Die jüngste Ausgabe der französischen Satirezeitschrift «Charlie Hebdo» hat in mehreren islamischen Ländern Proteste ausgelöst. Nach dem gestrigen Freitagsgebet sind erboste Muslime etwa in Mali, Senegal und Jordanien auf die Strasse gegangen. Nicht überall blieb es dabei friedlich.
In Pakistan und Algerien gab es Ausschreitungen. Die Proteste im westafrikanischen Niger aber sind eskaliert. Bei blutigen Strassenkämpfen sind seit Freitag mindestens zehn Menschen getötet und Dutzende verletzt worden.
Wut gegen Frankreich
In der nigrischen Hauptstadt Niamey kamen am Samstag fünf Menschen ums Leben, vier davon in Kirchen und Bars, wie Präsident Mahamadou Issoufou in einer Rede an die Nation erklärte. Nach unterschiedlichen Angaben zündete der wütende Mob bis zu acht christliche Kirchen an oder plünderte sie. In einer der niedergebrannten Kirchen wurden laut Polizeikreisen zwei verkohlte Leichen entdeckt. Zudem sei eine tote Frau in eine Gaststätte gefunden worden. Sie sei vermutlich durch Tränengas und Rauch erstickt.

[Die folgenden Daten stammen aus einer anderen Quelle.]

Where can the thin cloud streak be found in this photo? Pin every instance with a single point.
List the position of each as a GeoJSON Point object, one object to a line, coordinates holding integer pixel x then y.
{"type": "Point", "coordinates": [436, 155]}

Die nigrische Regierung hatte die Demonstration vom Samstag verboten. Dennoch versammelten sich nahe der Grossen Moschee mindestens tausend jugendliche Muslime. Die Polizei versuchte, sie mit Tränengas zurückzudrängen. Einige der Demonstranten bewarfen sie mit Steinen, andere zündeten Autoreifen an und errichteten Strassenblockaden. Zugleich attackierte ein Mob eine Polizeistation und zündete mindestens zwei Streifenwagen an. Auch Bars wurden angegriffen. «Alles, was Frankreich versinnbildlicht, wird in Niger verschwinden, ehe wir aufhören», rief ein Angreifer.
Weitere Proteste geplant
Die französische Botschaft hat ihre Landsleute aufgerufen, nicht auf die Strasse zu gehen. Am Nachmittag beruhigte sich die Lage. Oppositionsgruppen riefen jedoch für Sonntag zu einer neuen Demonstration auf, was abermals für Spannungen sorgen könnte.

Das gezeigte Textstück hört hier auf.